Nous mangerons dans notre chambre
d’hôtel après avoir acheté des fromages, saucissons, noix et quelques bières à
l’épicerie en face. Nous sommes furieux, le mot est même un peu faible. Nous
mettons toutes nos billes dans ce tournoi et voulons maximiser les chances de
ramener une médaille, des médailles ça attire les médias et les médias ça
attire les foules, et au final ça fait connaître ce sport. Au Québec, nous en
avons besoin de ce «spotlight», dans la plupart des pays participants au
tournoi, le béhourd prend de l’ampleur, sauf chez nous, on a peine à avoir une
équipe complète vraiment sérieuse. Et ce soir nous en avons encore une fois la
preuve. Y en a un qui revient plus tôt, il a quitté le party parce qu’il y a du
souci chez eux, son cœur n’est pas ici, et il a dû se rendre compte que
l’alcool n’était pas suffisant à lui faire oublier.

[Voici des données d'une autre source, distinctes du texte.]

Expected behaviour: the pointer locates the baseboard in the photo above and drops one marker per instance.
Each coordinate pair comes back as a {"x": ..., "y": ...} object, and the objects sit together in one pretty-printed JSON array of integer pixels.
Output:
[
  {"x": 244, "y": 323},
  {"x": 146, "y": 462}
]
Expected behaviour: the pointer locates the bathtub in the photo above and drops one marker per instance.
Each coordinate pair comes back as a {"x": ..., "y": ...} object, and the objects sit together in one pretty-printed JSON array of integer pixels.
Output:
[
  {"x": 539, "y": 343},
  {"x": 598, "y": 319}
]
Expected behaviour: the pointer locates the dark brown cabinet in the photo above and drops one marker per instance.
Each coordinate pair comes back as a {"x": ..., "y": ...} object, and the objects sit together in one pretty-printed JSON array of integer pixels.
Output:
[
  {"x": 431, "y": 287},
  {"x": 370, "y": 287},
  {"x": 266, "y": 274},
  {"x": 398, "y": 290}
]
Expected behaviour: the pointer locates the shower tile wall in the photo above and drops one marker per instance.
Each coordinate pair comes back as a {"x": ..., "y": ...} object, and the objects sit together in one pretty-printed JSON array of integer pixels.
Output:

Benoit est un peu dégoûté, il a fait
des compétitions dans d’autres sports et jamais on ne tolère que les athlètes
fassent la fête la veille d’un combat. Comment prendre ce sport au sérieux
alors? De mon côté, j’ai des relents d’Aigues-Mortes et ça me décourage, au
moins, pour une fois, je ne suis pas seule.

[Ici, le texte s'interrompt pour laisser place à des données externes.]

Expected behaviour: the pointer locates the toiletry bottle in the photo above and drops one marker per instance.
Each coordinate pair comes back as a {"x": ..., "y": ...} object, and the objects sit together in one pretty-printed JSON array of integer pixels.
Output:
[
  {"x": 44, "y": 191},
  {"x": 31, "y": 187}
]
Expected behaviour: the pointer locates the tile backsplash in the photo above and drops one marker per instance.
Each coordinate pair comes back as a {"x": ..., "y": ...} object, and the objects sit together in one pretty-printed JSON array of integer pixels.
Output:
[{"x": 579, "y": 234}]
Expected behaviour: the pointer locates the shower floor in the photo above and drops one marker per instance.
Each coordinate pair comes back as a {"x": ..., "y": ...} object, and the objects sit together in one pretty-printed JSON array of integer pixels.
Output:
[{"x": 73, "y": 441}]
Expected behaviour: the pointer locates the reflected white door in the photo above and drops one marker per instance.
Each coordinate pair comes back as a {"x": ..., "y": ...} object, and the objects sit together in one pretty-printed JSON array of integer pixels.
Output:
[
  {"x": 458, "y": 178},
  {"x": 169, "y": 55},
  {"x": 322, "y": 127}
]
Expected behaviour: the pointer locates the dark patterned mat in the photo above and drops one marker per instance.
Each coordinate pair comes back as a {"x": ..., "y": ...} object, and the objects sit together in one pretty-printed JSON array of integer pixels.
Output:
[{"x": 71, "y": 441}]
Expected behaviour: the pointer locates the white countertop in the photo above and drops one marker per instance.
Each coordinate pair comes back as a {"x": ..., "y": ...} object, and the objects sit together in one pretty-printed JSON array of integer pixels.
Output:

Andrew finit par arriver, il est autour
de minuit, il a ramené une partie du groupe, tous à des degrés divers d’ivresse,
il est en colère parce qu’il s’est engueulé avec un ou deux gars de l’équipe
qui sont demeurés là-bas. Certains convaincus de l’impossibilité de vaincre l’équipe
polonaise, ont décidé que c’était inutile de se préparer, comme mentalité de
looser on ne fait pas mieux. Il y en a un dans l’équipe particulièrement fêtard,
qui ne se bat pas et qui est venu « en principe » pour servir d’écuyer, il est
le premier à dériver et à tenter d’en entraîner d’autres dans son sillage. Andrew
prend le parti de son ami et coach…et de la raison, avec l’alcool grand vecteur
de querelles, la guerre a pogné, et tout ce beau monde devra se retrouver dans
la lice dans quelques heures, Bravo! Au moins y en aura un qui sera plus frais
que les autres, et cette fois-ci, à moins d’un miracle ultra céleste
millénaire, l’Ost perdra contre les Polonais.
Après une courte nuit de sommeil, et
après avoir réveillé Andrew et lui rappeler, de rappeler aux autres le combat
de ce matin, nous n’avons pas très envie de voir qui que ce soit avant d’avoir
bu un café, ce qui est impossible en restant à l’hôtel, nous irons déjeuner
chez notre vieux chum Mc Donald. Ce matin j’ai commencé à ramasser un peu nos
bagages qui sont, chaque voyage, étalés comme s’ils avaient explosé dans la
chambre. Le désordre n’est pas tellement un sujet de dispute pour moi et Benoit.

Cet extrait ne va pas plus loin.